Jornalismo e entretenimento confusos podem ajudar a proteger criminosos e produzir vítimas
Você acredita em milagres? Esse foi o título de um programa de Oprah Winfrey sobre João de Deus, o mais famoso meio brasileiro. Em 2012, o apresentador de televisão foi para Abadiânia, a pequena cidade dominada pelo centro de cura, e testemunhou uma operação espiritual. "Comecei a chorar lágrimas de gratidão. Eu tive uma incrível sensação de paz ", comentou ele. Nos últimos dias, mais de 300 mulheres do Brasil e de outros países acusaram o meio de abuso sexual. Oprah removeu as imagens da Internet. O santo está se tornando um monstro.

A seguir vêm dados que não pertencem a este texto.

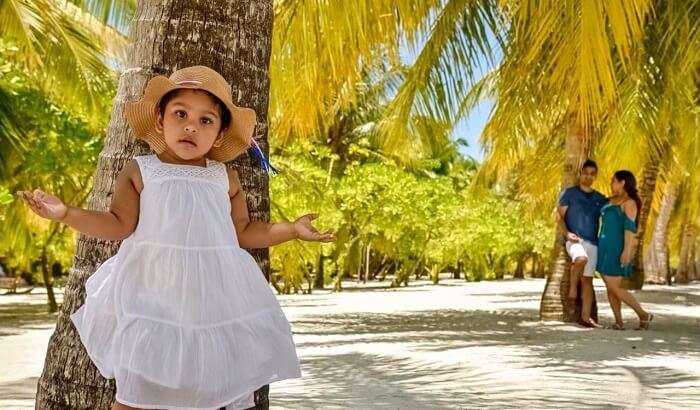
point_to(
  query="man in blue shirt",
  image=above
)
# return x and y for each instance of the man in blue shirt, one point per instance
(579, 211)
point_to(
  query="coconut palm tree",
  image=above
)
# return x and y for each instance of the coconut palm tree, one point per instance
(235, 39)
(66, 50)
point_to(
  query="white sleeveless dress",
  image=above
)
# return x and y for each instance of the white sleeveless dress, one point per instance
(181, 316)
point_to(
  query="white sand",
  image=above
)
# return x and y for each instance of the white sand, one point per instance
(457, 345)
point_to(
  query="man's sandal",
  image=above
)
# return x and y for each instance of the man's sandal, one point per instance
(617, 326)
(644, 324)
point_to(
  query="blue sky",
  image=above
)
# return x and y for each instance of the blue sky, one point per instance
(470, 127)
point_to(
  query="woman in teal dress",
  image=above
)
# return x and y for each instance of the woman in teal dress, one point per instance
(616, 246)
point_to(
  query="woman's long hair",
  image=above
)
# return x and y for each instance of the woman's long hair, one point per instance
(631, 188)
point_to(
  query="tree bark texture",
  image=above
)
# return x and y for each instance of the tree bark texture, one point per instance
(656, 258)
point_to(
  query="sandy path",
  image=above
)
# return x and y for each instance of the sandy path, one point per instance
(457, 345)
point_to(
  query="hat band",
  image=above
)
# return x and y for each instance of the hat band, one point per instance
(189, 82)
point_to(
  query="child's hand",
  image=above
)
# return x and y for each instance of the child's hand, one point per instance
(45, 205)
(306, 231)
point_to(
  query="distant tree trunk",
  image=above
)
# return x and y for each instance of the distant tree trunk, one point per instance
(232, 37)
(367, 260)
(318, 280)
(554, 298)
(520, 268)
(646, 193)
(656, 261)
(686, 268)
(48, 281)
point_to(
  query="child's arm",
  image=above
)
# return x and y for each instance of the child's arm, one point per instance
(116, 224)
(258, 234)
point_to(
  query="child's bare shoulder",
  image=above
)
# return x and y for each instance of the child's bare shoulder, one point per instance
(234, 183)
(132, 173)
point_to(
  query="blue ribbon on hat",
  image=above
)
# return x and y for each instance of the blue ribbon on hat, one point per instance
(260, 155)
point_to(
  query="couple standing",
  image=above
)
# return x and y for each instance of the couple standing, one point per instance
(610, 249)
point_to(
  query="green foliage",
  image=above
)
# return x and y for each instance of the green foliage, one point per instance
(414, 221)
(57, 152)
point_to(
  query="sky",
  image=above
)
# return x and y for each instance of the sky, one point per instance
(470, 127)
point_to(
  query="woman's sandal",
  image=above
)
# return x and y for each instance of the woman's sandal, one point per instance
(644, 324)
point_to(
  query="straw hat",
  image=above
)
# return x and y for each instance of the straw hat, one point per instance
(142, 114)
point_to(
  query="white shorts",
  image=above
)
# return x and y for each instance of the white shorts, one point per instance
(586, 250)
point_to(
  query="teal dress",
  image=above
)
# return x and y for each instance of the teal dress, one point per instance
(611, 240)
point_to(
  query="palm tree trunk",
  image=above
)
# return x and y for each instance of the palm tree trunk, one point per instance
(232, 37)
(685, 264)
(656, 258)
(318, 279)
(554, 298)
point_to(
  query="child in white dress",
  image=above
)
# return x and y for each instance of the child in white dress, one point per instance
(182, 316)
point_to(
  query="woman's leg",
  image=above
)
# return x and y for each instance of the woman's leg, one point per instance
(614, 284)
(615, 303)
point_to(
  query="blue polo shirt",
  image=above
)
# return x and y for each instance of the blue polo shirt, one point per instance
(583, 212)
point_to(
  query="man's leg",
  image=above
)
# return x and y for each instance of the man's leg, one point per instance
(587, 291)
(576, 271)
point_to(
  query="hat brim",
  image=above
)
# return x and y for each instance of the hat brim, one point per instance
(143, 114)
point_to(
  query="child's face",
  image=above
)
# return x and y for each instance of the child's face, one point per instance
(191, 123)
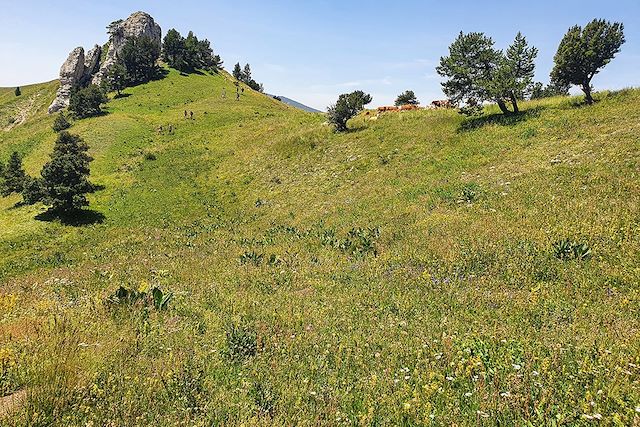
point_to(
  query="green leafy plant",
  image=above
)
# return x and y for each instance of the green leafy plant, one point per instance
(567, 250)
(242, 341)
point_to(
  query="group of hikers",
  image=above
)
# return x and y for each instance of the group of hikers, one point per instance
(189, 114)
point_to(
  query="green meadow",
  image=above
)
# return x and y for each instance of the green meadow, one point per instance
(417, 270)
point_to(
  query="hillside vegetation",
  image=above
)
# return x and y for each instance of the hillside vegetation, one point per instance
(417, 270)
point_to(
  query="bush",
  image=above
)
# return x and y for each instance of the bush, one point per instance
(87, 102)
(347, 106)
(61, 123)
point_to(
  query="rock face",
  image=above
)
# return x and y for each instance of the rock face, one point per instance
(71, 73)
(140, 24)
(80, 70)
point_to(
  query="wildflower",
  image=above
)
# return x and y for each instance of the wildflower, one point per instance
(483, 414)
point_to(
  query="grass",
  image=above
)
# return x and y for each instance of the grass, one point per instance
(400, 274)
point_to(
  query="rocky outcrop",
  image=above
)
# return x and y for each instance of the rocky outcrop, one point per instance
(91, 63)
(80, 70)
(139, 24)
(71, 74)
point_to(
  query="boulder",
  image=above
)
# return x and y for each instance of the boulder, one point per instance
(71, 73)
(140, 24)
(80, 70)
(91, 63)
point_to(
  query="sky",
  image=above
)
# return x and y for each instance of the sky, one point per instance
(314, 50)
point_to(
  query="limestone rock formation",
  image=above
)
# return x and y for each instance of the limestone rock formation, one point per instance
(71, 73)
(80, 70)
(140, 24)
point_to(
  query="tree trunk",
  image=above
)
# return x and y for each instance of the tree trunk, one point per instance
(586, 88)
(503, 107)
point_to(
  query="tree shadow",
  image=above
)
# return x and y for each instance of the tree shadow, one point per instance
(79, 218)
(499, 119)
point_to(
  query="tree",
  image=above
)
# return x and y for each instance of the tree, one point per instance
(237, 72)
(407, 98)
(584, 52)
(117, 78)
(477, 72)
(86, 102)
(173, 50)
(518, 67)
(347, 106)
(14, 176)
(139, 56)
(65, 181)
(60, 123)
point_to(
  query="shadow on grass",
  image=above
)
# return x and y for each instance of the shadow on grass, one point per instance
(499, 119)
(75, 219)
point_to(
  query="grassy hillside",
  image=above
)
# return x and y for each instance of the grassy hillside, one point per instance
(402, 273)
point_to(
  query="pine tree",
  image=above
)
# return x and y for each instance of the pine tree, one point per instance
(86, 102)
(60, 123)
(65, 177)
(117, 78)
(584, 52)
(237, 72)
(14, 176)
(407, 98)
(477, 72)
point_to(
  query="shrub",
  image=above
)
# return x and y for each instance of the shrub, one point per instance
(87, 102)
(347, 106)
(61, 123)
(155, 298)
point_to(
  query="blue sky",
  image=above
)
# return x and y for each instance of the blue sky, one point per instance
(313, 50)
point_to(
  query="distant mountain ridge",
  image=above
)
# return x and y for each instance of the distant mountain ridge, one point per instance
(296, 104)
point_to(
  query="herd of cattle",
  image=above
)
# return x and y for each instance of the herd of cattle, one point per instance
(434, 105)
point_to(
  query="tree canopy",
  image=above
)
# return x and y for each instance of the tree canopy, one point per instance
(347, 106)
(407, 98)
(188, 54)
(477, 72)
(583, 52)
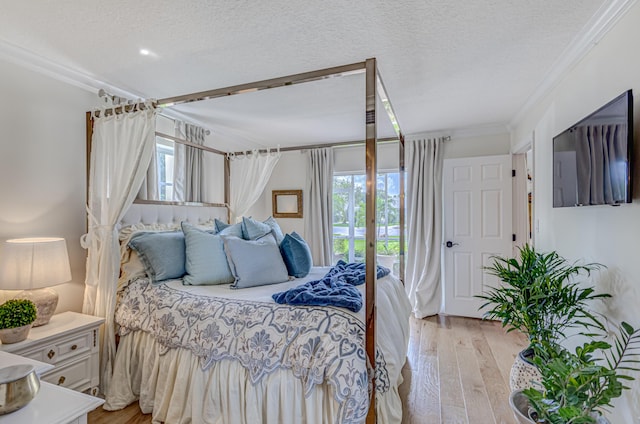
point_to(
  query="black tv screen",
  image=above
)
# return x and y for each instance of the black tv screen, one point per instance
(592, 159)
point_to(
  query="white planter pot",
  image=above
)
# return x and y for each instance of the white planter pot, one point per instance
(14, 335)
(523, 371)
(521, 409)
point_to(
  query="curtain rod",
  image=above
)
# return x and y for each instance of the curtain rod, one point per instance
(188, 143)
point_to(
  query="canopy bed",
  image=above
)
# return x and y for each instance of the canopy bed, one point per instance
(327, 382)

Segundo as mulheres que denunciaram, João de Deus afirmou que estava fazendo uma "limpeza espiritual". Seu pênis seria um instrumento de Deus e violência sexual, parte do ritual de cura. Ao destruir o corpo e o espírito de suas supostas vítimas durante quatro décadas, João de Deus estava sendo santificado. Menos pela religião e mais pela imprensa e pela indústria do entretenimento. Se já é difícil para uma mulher denunciar qualquer abuso cometido por um homem, e para ser ouvido, como apontar um santo que aparece na televisão ao lado de celebridades?

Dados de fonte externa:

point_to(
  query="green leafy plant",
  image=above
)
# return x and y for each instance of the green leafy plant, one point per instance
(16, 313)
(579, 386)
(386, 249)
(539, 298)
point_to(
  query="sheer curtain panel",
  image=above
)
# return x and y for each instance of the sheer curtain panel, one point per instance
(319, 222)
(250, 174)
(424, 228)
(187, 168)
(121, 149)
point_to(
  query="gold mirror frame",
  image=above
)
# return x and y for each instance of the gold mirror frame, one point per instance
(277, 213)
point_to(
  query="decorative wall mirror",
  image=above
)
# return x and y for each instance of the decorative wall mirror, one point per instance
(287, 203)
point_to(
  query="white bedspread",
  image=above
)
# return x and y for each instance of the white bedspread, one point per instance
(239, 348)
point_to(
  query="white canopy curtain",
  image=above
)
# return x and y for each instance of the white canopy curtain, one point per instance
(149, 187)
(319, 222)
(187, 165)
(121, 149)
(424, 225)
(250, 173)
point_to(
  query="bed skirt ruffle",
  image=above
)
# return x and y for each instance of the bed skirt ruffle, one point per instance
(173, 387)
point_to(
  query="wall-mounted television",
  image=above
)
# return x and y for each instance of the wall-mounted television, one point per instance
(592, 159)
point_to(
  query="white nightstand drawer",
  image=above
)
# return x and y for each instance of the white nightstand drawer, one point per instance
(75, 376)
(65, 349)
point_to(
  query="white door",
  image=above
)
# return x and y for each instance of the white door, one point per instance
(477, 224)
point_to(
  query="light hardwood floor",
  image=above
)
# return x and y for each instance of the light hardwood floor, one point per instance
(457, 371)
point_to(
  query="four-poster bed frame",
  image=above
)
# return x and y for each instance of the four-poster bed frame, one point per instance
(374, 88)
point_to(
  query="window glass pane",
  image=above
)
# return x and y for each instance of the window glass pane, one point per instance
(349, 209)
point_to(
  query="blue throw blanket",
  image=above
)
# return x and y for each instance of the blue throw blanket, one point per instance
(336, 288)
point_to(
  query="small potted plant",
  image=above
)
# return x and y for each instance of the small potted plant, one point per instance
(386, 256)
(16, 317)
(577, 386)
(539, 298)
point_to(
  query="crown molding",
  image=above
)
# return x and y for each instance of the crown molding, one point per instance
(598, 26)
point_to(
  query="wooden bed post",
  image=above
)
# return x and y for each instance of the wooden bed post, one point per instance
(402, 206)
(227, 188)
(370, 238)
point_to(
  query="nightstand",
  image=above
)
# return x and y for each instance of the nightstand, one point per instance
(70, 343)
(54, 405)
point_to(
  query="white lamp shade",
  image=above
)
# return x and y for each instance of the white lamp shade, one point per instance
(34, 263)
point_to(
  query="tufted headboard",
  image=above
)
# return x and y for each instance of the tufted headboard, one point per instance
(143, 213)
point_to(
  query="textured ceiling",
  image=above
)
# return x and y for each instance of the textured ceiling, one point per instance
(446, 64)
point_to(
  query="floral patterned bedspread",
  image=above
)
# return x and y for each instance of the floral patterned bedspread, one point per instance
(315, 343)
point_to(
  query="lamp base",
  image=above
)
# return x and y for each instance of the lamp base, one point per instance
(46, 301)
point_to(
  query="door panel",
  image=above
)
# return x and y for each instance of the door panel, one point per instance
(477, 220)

Oprah não foi o único a legitimar o suposto poder curativo do médium que assegura que incorpora o jesuíta Ignacio de Loyola. Presidentes como Bill Clinton e Lula da Silva estavam com ele, além de dezenas de celebridades. Também é óbvio que Oprah não sabia e, nesse sentido, também é uma vítima. Ela, que corajosamente contou que sofreu abusos na infância, tornou-se uma das principais ativistas contra a violência sexual. Sem o Time's Up e #MeToo, movimentos que ela apoia, talvez as primeiras mulheres que denunciaram João de Deus em um programa de televisão não ousassem expor sua dor.

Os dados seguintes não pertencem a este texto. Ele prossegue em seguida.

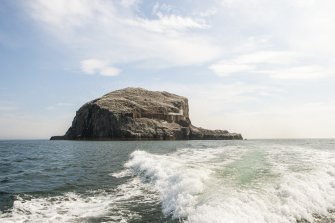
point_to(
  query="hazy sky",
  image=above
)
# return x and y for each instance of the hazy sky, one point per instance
(265, 68)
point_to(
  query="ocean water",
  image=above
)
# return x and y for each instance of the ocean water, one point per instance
(253, 181)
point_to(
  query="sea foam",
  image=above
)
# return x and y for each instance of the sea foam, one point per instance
(192, 187)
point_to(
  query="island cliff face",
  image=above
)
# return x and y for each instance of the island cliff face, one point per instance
(138, 114)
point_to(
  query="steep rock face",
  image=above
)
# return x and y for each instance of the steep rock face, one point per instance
(136, 113)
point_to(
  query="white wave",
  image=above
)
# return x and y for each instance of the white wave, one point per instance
(302, 184)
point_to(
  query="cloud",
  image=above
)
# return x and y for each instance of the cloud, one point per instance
(168, 24)
(95, 66)
(226, 69)
(125, 35)
(274, 64)
(300, 72)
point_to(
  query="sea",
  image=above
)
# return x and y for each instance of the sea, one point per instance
(247, 181)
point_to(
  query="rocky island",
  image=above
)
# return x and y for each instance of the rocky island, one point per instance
(138, 114)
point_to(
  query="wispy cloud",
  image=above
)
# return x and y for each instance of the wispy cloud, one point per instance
(274, 64)
(95, 66)
(108, 30)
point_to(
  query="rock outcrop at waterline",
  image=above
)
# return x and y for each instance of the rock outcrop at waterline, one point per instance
(138, 114)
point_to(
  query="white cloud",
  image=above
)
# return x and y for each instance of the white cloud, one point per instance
(300, 72)
(128, 3)
(168, 24)
(275, 64)
(226, 69)
(103, 29)
(95, 66)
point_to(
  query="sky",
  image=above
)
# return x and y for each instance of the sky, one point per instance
(263, 68)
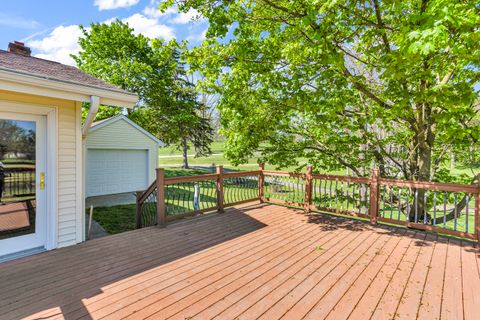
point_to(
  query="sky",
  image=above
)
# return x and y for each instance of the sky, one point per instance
(50, 27)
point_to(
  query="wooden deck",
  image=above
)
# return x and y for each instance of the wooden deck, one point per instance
(254, 262)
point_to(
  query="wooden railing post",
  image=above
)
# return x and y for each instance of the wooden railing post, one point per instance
(138, 216)
(161, 209)
(261, 182)
(477, 211)
(220, 188)
(374, 196)
(307, 203)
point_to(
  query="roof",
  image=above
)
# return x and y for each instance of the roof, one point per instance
(105, 122)
(51, 70)
(53, 75)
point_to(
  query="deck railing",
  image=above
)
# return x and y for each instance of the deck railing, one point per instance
(437, 207)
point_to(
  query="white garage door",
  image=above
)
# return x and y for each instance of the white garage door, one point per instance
(116, 171)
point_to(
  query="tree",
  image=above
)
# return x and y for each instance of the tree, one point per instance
(153, 69)
(343, 83)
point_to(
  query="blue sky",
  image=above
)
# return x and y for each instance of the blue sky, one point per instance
(50, 27)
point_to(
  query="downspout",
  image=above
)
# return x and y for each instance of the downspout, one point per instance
(92, 112)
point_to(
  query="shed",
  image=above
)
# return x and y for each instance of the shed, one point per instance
(42, 152)
(121, 157)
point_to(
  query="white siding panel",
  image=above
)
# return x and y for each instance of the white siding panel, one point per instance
(67, 190)
(121, 135)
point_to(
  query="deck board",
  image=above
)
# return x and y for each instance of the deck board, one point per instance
(257, 261)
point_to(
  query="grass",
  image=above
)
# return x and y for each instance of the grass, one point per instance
(122, 218)
(116, 219)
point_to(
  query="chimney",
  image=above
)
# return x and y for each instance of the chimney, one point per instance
(19, 48)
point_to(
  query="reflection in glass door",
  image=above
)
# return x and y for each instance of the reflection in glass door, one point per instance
(23, 217)
(17, 177)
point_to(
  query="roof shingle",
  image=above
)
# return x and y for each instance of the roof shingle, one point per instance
(51, 70)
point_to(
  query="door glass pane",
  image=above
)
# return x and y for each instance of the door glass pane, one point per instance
(17, 178)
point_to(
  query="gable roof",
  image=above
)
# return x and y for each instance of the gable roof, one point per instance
(61, 77)
(105, 122)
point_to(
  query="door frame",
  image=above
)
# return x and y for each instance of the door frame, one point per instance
(51, 131)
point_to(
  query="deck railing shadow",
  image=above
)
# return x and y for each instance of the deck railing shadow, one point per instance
(442, 208)
(82, 271)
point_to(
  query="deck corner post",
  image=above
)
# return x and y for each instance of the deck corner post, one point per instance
(374, 195)
(138, 215)
(161, 212)
(261, 182)
(219, 188)
(477, 211)
(307, 204)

Mas é importante enfrentar a complexidade da vida real. A questão que nos faz avançar é como um homem pode ter estuprado tantas mulheres por tanto tempo sem ser investigado por ninguém ao seu redor. Em 2008, iniciou-se uma ação legal por abuso sexual, mas considerou-se que a vítima de 16 anos era "incapaz de distinguir a fantasia da realidade". O meio se tornou ainda mais famoso na década seguinte, com muitos relatórios e programas como Oprah.
A resposta pode ser menos fé e mais no mercado. João de Deus alimentou a economia de Abadiânia, ofereceu imagens populares aos políticos, gerou audiência para a indústria do entretenimento. Oprah e todos nós temos uma importante lição. O jornalismo não pode ser confundido com entretenimento e vice-versa. Se alguém acredita em milagres, é uma escolha pessoal. Aqueles que estão a serviço do público devem priorizar os fatos. Não há santos ou monstros. Apenas humanos.